The Carlisle region is not immune to this. In fact, Cumberland County has seen an alarming trend in regard to single mothers.
According to U.S. Census data, the poverty rate for single-female households with a child younger than 5 doubled in Cumberland County between 2010 and 2016, from 25.4 percent to 52.9 percent according to the Census Bureau’s five-year average estimates.
At Project SHARE, the overwhelming need from single mothers is apparent everywhere.
“You have to realize that over 60 percent of our clients are single-female head-of-household,” Weed said.
The difficulty in affording quality care, particularly in the summer, creates a vicious cycle — women need to keep their children with them, and thus are only able to take part-time or irregular work and are unable to attend any education programs that would enable them to get better-paying jobs.
“Whenever people talk about workforce development and job skills, the first thing I bring up is affordable day care. It’s never going to work unless you have that first,” Weed said.
Supply and demand
At Project SHARE, the Lunch and Learn program is vital in allowing mothers to keep steady jobs.
Danielle Carson is an in-home elder care worker. Her youngest child, age 4, stays with her as she travels between clients. Her eldest child is able to stay at home, but her three other children, ages 6, 9 and 10, are reliant on Lunch and Learn.
“I looked into paying for other summer camps, but I have five children. There’s no way I can afford it all,” Carson said. “It really does help keep them in the routine during the summer, so they’re not in shock when they go back to school.”
Lunch and Learn makes it much easier for Semonpha Powell to keep her part-time job, she said. Her schedule is flexible, allowing her to manage when her child doesn’t have day care provisions.
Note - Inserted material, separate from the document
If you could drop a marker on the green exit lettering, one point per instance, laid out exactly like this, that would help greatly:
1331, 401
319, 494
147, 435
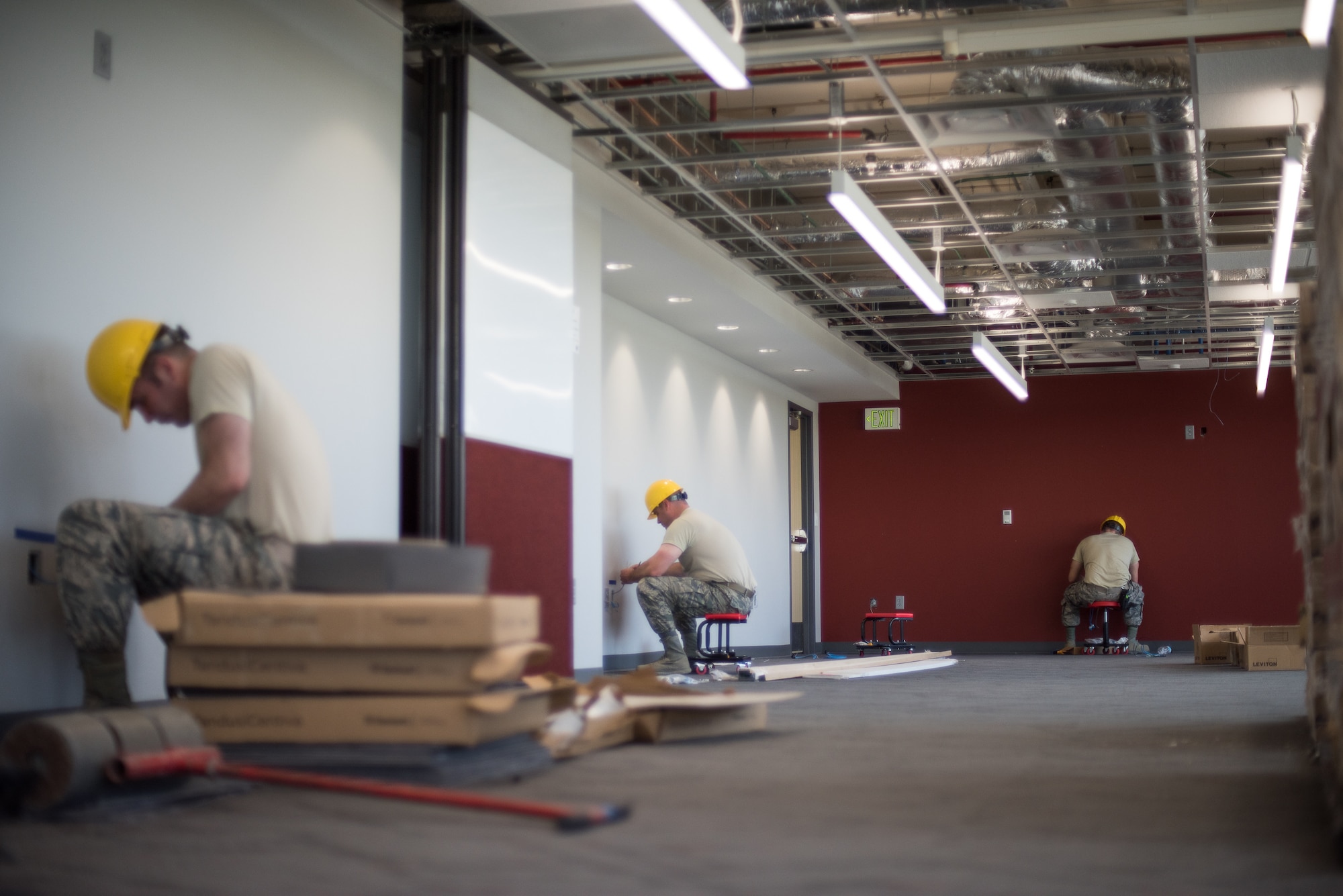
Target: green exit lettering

Her family also pitches in. Paid camps are out of financial reach.
“My mother can stay home, as well. We all trade off,” Powell said.
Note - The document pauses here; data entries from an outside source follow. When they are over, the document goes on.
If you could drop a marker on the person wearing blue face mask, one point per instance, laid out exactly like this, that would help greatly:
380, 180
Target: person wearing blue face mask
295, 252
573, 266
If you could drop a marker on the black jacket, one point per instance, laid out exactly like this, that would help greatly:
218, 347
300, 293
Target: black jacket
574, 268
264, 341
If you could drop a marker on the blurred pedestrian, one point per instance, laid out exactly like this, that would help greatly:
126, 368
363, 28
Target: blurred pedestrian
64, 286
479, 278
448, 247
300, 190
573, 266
A study by the Center for American Progress found that labor force participation rates for women were about 3 percent lower, on average, in areas deemed “child care deserts,” areas that did not have more than one child care slot for every three children, based on census findings that one in three children younger than 5 are regularly in out-of-family care.
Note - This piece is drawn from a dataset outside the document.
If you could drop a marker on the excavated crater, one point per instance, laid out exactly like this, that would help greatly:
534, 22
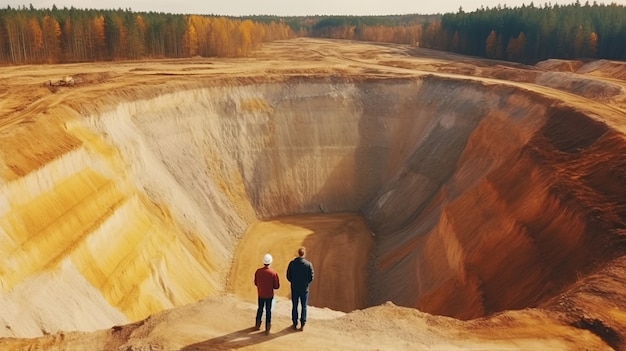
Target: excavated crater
478, 196
456, 197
Given that women will work at higher rates if child care is more available, one can conclude that areas with a dearth of care options are keeping women out of the labor force who would otherwise be seeking jobs.
However, on a larger timescale and geography, labor participation by women is growing: Two out of three children between the ages of 6 and 12 have all available parents in the workforce, according to survey data from the Annie E. Casey Foundation.
Care providers are seeing demand grow faster than they can increase supply.
“We’ve been talking about what we want to do in terms of growth because there’s such a need for child care in this area,” said Melissa Ocker, executive director of the nonprofit Carlisle Early Education Center.
This year, CEEC’s summer camp filled instantly with existing clients, Ocker said, since families who have used the center for preschool care still need a place for their children during the summer, even after the children are old enough to attend public school.
“We start getting calls in March from people wanting to enroll for the summer. We tell them we can put them on a wait list, but we don’t know if any of our existing clients will cancel, and they rarely do,” Ocker said.
CEEC has 130 children this summer, 30 for the summer camp program and the rest in year-round infant and toddler care. The center has nine classrooms and is adding two more, but would need to expand even further if it wanted to fully meet demand.
“All our parents are working parents,” Ocker said. “The need is growing, and the need for accommodations that can fit working parent’s schedules is huge.”